Steve Brewster and Dan Robbins made a plan together. Brewster suffered from multiple sclerosis, but he wanted to leave something behind.
For over three decades, Brewster operated Sportsman’s Chalet. At the end of his life, he found that he had a million dollars to his name.
The “problem” was that he had no one to leave it to.
That’s where Dan Robbins came in. Brewster entrusted Robbins with a final act of charity: giving his million away.
Robbins rather enjoys the process: “Oh, it’s great! Handing out other people’s money, how does it get better than that?”
Tasked with divvying up the money and aiding reputable organizations, Robbins has already given away hundreds of thousands of Brewster’s money.
The recipients so far have been charities like the Salvation Army and Lighthouse Mission in Bellingham. But there have been individual recipients as well.
There was one person in particular that Brewster had in mind: a young woman, Emma Briceno, whom he had met during physical therapy.

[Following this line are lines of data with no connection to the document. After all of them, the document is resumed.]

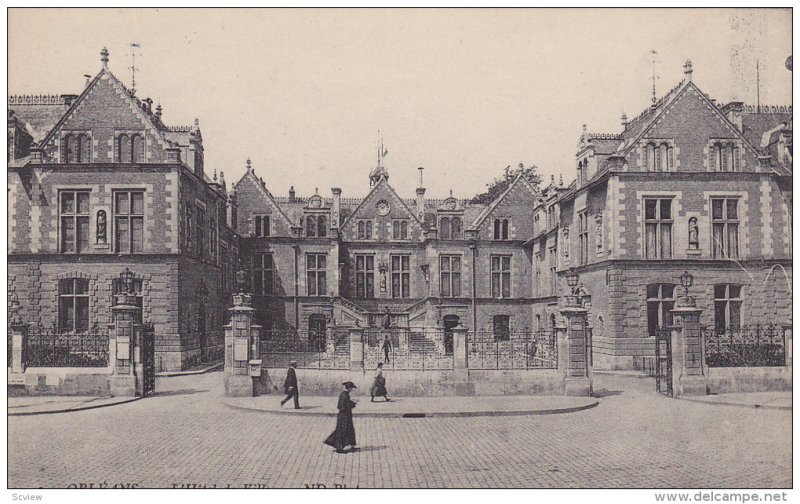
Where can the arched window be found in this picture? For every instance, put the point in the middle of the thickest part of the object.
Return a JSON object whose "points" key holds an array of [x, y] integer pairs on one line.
{"points": [[124, 148], [311, 226], [85, 149], [137, 149], [456, 228], [444, 234], [67, 153], [650, 155]]}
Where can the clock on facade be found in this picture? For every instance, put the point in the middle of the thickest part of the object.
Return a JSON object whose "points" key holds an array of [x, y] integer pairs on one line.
{"points": [[382, 207]]}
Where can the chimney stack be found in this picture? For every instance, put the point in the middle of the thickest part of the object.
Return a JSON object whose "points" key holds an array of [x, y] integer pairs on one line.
{"points": [[420, 197], [337, 207]]}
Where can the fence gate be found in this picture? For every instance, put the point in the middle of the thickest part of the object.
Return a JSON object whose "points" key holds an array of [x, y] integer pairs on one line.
{"points": [[148, 357], [664, 361]]}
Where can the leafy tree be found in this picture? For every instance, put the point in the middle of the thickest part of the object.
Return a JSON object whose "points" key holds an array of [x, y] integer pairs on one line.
{"points": [[500, 184]]}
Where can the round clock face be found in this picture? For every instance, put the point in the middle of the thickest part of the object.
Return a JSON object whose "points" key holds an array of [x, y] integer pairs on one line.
{"points": [[382, 207]]}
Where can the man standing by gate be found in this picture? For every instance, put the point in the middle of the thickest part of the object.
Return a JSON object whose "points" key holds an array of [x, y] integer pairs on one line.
{"points": [[290, 386]]}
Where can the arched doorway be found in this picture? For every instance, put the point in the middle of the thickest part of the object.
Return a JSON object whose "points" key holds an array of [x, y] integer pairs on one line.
{"points": [[316, 333], [450, 321]]}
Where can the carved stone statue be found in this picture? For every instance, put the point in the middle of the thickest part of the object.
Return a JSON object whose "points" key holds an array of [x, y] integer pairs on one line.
{"points": [[694, 243], [101, 226]]}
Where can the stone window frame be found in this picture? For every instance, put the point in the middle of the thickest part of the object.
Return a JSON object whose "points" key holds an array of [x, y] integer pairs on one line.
{"points": [[735, 157], [75, 216], [117, 153], [261, 225], [504, 276], [450, 256], [63, 141]]}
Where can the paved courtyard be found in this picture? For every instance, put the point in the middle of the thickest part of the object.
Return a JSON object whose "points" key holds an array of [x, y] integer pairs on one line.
{"points": [[186, 437]]}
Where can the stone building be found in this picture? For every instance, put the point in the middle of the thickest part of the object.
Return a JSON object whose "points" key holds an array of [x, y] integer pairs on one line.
{"points": [[97, 183], [688, 185]]}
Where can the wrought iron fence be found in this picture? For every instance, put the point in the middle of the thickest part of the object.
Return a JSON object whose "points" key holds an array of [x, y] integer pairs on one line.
{"points": [[408, 349], [746, 346], [50, 348], [513, 350], [311, 349]]}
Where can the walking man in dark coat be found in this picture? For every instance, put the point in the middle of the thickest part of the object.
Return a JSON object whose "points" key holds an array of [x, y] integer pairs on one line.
{"points": [[387, 347], [290, 386], [345, 433]]}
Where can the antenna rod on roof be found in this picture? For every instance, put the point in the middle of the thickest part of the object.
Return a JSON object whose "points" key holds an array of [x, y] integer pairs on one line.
{"points": [[758, 89], [134, 45], [654, 53]]}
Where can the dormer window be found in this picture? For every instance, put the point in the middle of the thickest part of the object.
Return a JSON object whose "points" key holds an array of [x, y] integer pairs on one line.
{"points": [[659, 156], [130, 148], [724, 156], [364, 230], [261, 225], [501, 229], [76, 148]]}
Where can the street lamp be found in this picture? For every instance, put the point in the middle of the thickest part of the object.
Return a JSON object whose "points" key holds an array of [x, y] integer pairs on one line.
{"points": [[572, 280], [127, 280]]}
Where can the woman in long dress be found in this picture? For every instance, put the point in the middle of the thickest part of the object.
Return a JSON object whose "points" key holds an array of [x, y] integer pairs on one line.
{"points": [[379, 385], [345, 433]]}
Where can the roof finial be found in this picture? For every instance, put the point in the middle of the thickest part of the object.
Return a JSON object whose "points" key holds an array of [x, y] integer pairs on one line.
{"points": [[104, 58]]}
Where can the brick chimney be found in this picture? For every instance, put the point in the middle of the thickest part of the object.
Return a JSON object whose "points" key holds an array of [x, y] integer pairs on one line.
{"points": [[420, 197], [337, 207]]}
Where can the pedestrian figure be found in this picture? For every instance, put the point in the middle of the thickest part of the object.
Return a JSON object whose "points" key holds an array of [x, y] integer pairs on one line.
{"points": [[290, 386], [345, 433], [387, 347], [379, 385]]}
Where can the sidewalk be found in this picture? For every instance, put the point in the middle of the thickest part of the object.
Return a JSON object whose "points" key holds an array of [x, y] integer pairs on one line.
{"points": [[41, 405], [781, 400], [418, 407]]}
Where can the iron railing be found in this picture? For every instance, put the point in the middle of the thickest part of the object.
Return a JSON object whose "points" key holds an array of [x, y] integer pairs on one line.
{"points": [[50, 348], [312, 350], [513, 350], [410, 349], [746, 346]]}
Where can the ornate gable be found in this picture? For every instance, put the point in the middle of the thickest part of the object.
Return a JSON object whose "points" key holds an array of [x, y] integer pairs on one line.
{"points": [[382, 206]]}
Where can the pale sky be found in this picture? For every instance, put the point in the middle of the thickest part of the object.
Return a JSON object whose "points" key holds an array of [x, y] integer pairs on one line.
{"points": [[463, 93]]}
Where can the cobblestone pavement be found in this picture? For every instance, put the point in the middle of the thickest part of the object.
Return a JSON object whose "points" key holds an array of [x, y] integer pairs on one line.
{"points": [[185, 436]]}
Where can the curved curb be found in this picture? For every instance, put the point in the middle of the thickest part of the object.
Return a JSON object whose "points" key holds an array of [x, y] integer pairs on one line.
{"points": [[409, 414], [738, 405], [80, 408]]}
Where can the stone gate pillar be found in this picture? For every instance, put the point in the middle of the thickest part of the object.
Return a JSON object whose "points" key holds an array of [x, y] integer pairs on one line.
{"points": [[688, 361], [572, 352], [459, 347], [356, 349], [125, 332], [242, 364]]}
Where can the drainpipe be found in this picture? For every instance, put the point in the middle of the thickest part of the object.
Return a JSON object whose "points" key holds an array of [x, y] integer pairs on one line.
{"points": [[296, 286], [474, 249]]}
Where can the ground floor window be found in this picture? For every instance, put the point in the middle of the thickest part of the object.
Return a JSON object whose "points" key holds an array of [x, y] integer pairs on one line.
{"points": [[727, 307], [73, 305], [660, 301]]}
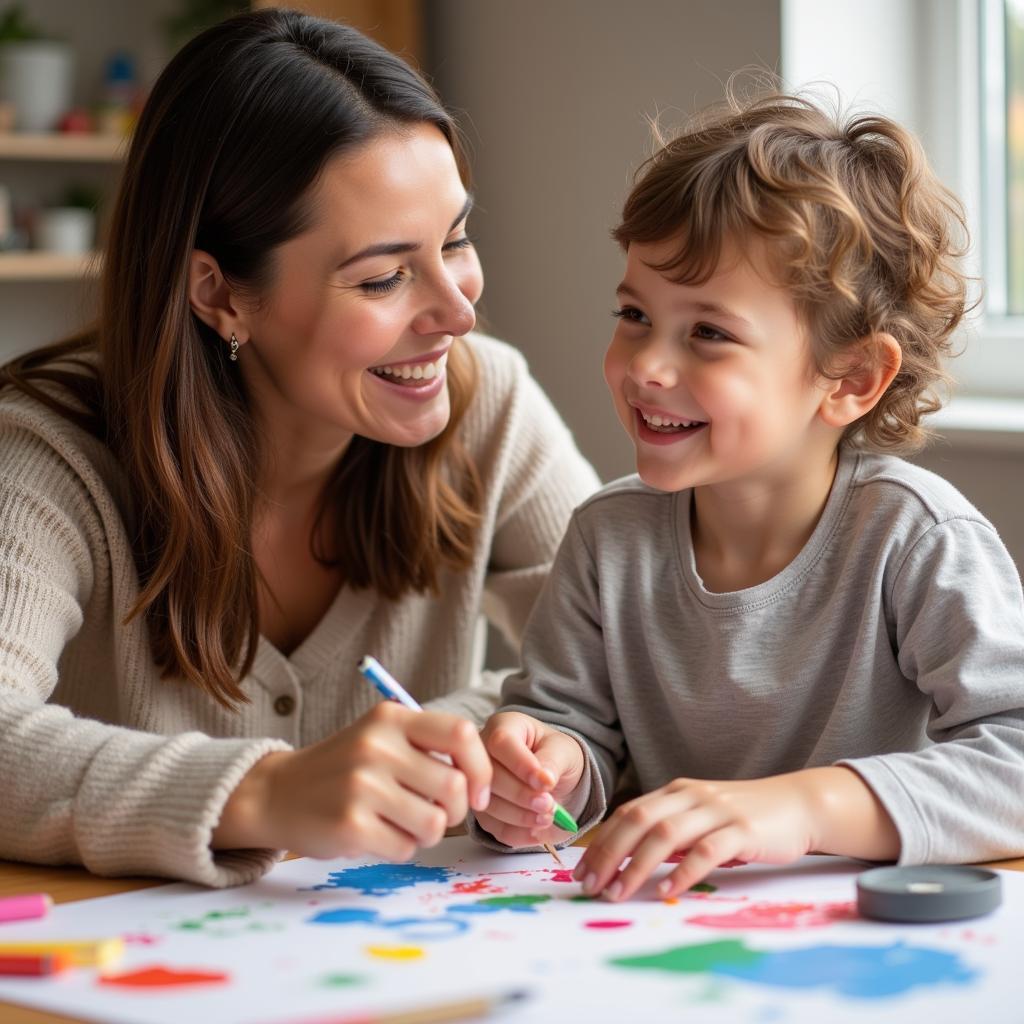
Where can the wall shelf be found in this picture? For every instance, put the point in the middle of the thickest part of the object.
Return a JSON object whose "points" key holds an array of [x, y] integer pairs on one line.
{"points": [[67, 147], [16, 266]]}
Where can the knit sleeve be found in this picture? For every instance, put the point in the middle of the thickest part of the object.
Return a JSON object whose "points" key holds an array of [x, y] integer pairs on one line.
{"points": [[537, 476], [79, 791], [960, 636]]}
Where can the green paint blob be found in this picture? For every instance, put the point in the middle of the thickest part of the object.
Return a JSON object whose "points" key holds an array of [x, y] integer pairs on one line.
{"points": [[342, 980], [693, 960], [513, 900]]}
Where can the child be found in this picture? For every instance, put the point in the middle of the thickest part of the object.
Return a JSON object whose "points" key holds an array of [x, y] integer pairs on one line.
{"points": [[798, 641]]}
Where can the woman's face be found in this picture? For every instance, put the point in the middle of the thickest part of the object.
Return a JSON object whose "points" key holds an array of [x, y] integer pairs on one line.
{"points": [[353, 335]]}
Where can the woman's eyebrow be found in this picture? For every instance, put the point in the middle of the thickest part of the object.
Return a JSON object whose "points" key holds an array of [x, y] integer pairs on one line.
{"points": [[401, 248]]}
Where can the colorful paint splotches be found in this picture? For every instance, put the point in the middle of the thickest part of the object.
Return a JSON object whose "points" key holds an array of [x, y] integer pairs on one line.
{"points": [[382, 880], [856, 972], [159, 976], [787, 915]]}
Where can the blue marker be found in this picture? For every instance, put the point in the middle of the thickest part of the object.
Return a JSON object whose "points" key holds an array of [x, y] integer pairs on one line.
{"points": [[386, 683], [393, 690]]}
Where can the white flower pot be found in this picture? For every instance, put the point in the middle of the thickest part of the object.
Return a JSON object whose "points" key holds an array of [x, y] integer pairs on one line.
{"points": [[36, 77], [66, 229]]}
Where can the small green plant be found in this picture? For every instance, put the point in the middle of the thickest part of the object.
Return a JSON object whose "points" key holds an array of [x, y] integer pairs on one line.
{"points": [[15, 27], [195, 15], [82, 196]]}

Her story was tragic. Briceno had had her freedom stolen by a drunk driver who crashed into her.
The accident left her paralyzed and relying on sign language to communicate. She’d had her life ahead of her and three kids to care for, but all of that was taken from her in one careless event.
After she became a paraplegic, the roles reversed and her children started taking care of her. It’s a long road and years of constant care ahead of them, and that must have touched Brewster because he gifted them with a van that would accommodate her wheelchair.
Months later, Robbins took the family a check for $60,000, intended for Briceno’s children’s education.
“For someone who really didn’t know us well, to think of us and want to help us that much, especially her kids, it’s such a relief to know they can have a future that they deserve,” Emma’s mom, Robin, said.
Robbins hopes that these acts of goodwill will cause people to think better of businessmen — most are any more miserly or selfish than anyone else. Brewster was a clear example of that.
“Well, this just goes to show you there was no greed in him,” Robbins said. “He gave it all back to the community.”